小泉首相検討指示、NHKチャンネル削減
小泉純一郎首相(64)は1日、首相官邸で竹中平蔵総務相(54)にNHKのチャンネル数削減を検討するよう指示したことを明らかにした。NHKの国際放送強化に関連し「NHKは局数が多すぎる。海外への発信を重視するなら、今までの部分を縮小しなければならない」と述べた。NHK改革は、竹中氏の私的懇談会で議論され、ラジオも含め8つあるチャンネル数の削減などが検討課題になっており、首相指示は大きな影響を与えそうだ。

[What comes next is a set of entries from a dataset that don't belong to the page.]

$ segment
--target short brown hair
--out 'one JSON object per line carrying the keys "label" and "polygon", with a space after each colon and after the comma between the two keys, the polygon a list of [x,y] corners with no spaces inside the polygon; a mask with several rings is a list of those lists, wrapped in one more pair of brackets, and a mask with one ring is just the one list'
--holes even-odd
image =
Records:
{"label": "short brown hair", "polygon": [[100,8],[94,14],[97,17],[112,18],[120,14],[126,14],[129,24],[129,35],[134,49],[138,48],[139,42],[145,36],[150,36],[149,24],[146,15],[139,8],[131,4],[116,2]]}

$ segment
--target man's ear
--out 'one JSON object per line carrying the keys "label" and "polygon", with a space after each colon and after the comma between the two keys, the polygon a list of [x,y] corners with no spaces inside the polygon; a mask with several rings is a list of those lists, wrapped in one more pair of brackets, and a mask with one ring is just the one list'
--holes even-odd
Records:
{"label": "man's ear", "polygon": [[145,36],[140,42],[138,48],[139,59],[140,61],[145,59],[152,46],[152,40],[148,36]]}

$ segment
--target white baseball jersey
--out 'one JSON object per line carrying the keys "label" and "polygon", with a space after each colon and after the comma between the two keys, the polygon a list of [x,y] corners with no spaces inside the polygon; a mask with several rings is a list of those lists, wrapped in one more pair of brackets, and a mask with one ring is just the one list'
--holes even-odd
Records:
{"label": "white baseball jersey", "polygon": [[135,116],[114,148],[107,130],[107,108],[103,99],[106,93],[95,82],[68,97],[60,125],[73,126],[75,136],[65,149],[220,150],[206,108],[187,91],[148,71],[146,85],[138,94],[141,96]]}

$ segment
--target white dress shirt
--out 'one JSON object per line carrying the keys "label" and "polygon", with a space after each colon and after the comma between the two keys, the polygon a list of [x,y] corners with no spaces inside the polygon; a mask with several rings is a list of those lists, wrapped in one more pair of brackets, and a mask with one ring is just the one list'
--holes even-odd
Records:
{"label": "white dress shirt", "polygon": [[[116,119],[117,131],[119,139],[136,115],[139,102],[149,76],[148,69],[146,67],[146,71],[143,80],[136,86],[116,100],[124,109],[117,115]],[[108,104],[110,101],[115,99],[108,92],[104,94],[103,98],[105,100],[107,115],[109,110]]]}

首相は竹中氏に対し「日本がどういう国なのか発信することは重要」と国際放送強化の必要性をあらためて指摘。その上で「ただそれはNHKの拡大路線を言っているのではない」と強調し、NHKが肥大化しないようくぎを刺した。
NHKは、国内では地上波テレビ、衛星放送、ラジオで計8チャンネルを保有。ほかに国際放送で、全世界向けや特定地域向けのNHKワールド・ラジオ日本(短波放送)、NHKワールドTVなどを持つ。
首相は2月上旬に、国内向け、海外向けの英語放送拡充を竹中氏に指示していた。一方で竹中氏の「通信・放送の在り方に関する懇談会」は、NHKの事業範囲が広いという認識でほぼ一致。NHKのコーポレート・ガバナンス(企業統治)の強化、受信料制度の在り方、公共放送の範囲の明確化−などをテーマに、6月にも結論を出す予定。懇談会では、NHKが子会社などを多数抱えていることも問題視し、スリム化を求めるものとみられる。
こうした動きに対し、NHKは抵抗しているが、チャンネル数については民放からも「多すぎる」との指摘が噴出しており、劣勢。首相が公に指示を出したことで、NHKのチャンネル数削減の流れが一層加速するのは必至だ。